US President Donald Trump has cancelled a planned summit with North Korean leader Kim Jong-un.
He said he had made the decision based on the “tremendous anger and open hostility” in a recent North Korean statement.
Mr Trump said it would be “inappropriate” to hold the summit as scheduled in Singapore on 12 June.
In a letter to Mr Kim, he said he was very much looking forward to meeting him “some day”. “I was very much looking forward to being there with you. Sadly, based on the tremendous anger and open hostility displayed in your most recent statement, I feel it is inappropriate, at this time, to have the long-planned meeting,” Mr Trump said.
“You talk about your nuclear capabilities, but ours are so massive and powerful that I pray to God they will never have to be used,” he added.
Mr Trump ended his letter by saying Mr Kim should call him if he changed his mind.
“The world, and North Korea in particular, has lost a great opportunity for lasting peace and great prosperity and wealth. This missed opportunity is a truly sad moment in history,” he said.
Earlier on Thursday, North Korean official Choe Son-hui dismissed remarks by US Vice-President Mike Pence – who had said North Korea “may end like Libya” – as “stupid”.
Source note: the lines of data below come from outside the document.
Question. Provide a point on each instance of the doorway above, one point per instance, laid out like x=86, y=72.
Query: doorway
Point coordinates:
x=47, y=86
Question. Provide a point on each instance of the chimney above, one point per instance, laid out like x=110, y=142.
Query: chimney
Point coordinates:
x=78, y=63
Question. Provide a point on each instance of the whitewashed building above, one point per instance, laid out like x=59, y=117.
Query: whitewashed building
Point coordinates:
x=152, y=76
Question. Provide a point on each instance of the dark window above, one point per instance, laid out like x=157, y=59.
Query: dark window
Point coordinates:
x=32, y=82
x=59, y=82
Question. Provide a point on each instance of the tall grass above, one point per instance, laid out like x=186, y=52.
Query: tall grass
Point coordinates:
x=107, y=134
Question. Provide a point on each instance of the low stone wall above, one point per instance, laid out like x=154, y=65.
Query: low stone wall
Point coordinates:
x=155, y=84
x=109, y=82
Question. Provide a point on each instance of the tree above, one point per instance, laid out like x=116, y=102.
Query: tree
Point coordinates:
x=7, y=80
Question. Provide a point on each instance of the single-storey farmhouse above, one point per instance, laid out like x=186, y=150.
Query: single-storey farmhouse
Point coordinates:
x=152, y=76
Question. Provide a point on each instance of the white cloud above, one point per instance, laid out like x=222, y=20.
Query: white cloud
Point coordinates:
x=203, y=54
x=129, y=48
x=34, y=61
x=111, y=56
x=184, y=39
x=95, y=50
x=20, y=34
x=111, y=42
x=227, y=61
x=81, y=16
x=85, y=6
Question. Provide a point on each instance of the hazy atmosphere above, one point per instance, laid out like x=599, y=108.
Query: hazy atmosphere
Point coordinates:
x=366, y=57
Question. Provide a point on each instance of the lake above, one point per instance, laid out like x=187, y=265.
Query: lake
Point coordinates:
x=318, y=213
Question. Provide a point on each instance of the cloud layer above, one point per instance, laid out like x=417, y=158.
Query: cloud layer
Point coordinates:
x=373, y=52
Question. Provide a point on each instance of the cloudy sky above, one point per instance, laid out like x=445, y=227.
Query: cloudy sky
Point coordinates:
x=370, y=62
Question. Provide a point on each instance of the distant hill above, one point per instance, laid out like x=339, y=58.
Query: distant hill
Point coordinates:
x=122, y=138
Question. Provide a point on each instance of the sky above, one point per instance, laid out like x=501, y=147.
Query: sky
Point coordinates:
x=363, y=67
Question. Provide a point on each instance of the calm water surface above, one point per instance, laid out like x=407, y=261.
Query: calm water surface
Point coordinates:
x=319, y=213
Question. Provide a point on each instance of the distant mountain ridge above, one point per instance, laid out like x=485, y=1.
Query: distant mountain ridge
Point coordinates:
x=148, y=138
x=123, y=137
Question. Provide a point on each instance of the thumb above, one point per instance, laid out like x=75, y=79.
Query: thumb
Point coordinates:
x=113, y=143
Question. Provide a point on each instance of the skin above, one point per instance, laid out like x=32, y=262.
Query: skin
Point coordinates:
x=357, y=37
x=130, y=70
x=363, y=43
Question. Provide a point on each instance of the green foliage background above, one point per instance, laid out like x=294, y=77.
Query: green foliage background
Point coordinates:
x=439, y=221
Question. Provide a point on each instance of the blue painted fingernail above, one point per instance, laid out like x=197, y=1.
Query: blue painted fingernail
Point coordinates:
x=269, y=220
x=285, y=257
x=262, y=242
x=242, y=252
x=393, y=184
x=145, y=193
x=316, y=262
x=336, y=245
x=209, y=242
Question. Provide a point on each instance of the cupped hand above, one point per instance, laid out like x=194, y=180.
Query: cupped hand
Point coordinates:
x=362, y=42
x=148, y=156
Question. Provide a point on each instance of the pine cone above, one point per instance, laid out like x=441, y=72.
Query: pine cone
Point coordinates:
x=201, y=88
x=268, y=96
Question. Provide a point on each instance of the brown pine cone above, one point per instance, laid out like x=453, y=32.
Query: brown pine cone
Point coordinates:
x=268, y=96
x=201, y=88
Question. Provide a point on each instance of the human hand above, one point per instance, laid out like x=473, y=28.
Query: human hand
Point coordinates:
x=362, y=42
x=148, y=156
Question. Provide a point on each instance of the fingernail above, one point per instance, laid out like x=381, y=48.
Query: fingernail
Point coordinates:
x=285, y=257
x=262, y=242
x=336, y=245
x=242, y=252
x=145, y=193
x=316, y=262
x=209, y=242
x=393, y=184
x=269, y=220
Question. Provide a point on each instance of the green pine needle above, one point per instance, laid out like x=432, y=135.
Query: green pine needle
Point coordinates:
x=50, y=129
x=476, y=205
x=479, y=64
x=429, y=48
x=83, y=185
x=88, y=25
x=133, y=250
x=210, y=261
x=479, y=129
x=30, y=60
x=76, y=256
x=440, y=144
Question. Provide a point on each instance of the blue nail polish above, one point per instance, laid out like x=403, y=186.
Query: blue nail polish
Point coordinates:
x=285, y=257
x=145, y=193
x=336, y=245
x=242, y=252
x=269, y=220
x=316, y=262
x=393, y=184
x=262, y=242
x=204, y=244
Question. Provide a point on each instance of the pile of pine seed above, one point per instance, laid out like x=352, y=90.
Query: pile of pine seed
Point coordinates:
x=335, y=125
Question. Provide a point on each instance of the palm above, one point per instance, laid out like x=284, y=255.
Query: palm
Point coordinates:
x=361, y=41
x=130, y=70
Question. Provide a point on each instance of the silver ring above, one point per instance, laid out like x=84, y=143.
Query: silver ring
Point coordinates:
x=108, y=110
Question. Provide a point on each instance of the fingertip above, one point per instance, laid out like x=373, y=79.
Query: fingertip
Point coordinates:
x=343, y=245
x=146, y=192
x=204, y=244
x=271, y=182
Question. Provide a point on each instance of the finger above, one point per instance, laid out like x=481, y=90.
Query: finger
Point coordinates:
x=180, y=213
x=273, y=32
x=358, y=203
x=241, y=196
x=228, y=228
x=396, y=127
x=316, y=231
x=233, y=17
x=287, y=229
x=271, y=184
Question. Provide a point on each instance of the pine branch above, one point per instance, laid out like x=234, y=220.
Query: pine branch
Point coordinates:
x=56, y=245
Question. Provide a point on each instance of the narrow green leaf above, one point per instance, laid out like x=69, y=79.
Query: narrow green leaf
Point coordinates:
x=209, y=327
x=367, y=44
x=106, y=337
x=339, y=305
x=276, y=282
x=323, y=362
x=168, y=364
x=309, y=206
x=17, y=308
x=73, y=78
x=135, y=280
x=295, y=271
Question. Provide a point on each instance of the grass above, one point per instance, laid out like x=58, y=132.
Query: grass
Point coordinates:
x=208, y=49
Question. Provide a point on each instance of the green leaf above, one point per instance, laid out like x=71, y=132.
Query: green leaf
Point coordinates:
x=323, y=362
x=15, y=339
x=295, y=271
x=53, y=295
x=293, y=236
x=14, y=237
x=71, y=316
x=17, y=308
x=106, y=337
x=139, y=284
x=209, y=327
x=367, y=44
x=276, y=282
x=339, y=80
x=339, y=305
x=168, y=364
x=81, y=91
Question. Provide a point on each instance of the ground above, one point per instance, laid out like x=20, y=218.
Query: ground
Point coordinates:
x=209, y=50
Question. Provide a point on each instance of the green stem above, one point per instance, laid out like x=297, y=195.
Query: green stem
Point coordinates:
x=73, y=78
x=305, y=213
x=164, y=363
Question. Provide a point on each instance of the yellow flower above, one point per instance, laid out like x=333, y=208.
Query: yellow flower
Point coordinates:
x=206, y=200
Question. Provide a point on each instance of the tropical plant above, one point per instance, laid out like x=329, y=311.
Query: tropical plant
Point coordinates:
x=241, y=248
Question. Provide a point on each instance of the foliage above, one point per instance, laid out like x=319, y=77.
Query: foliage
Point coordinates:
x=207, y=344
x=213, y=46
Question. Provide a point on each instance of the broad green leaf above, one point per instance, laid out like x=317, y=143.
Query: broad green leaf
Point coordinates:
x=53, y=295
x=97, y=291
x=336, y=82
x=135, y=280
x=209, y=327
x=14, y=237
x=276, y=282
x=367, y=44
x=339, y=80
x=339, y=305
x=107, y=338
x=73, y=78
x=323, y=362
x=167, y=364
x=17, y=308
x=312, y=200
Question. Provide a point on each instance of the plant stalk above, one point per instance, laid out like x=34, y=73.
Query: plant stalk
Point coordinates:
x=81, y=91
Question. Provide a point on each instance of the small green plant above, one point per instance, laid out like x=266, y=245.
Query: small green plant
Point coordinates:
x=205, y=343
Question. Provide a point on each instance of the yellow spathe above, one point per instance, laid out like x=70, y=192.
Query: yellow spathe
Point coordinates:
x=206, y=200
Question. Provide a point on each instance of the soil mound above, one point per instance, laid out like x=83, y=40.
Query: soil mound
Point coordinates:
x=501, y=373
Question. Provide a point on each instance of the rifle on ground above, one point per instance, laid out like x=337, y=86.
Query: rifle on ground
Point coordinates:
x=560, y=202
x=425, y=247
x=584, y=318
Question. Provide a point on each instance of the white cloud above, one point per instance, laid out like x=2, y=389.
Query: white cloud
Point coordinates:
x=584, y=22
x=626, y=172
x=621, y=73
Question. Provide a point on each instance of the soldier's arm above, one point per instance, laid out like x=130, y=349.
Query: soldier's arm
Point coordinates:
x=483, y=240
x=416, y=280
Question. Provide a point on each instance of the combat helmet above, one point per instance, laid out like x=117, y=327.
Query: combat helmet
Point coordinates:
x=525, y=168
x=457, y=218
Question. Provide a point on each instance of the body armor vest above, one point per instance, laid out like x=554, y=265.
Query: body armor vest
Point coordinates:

Libyan leader Muammar Gaddafi was killed by rebels in 2011 after renouncing nuclear weapons eight years earlier.
Ms Choe, who has been involved in several diplomatic interactions with the US over the past decade, said the North would not “beg” for dialogue and warned of a “nuclear showdown” if diplomacy failed.
Also on Thursday North Korea appeared to blow up tunnels at its only nuclear test site.
Foreign reporters at the Punggye-ri site in the north-east said they had witnessed a huge blast. Pyongyang later said the site had been dismantled.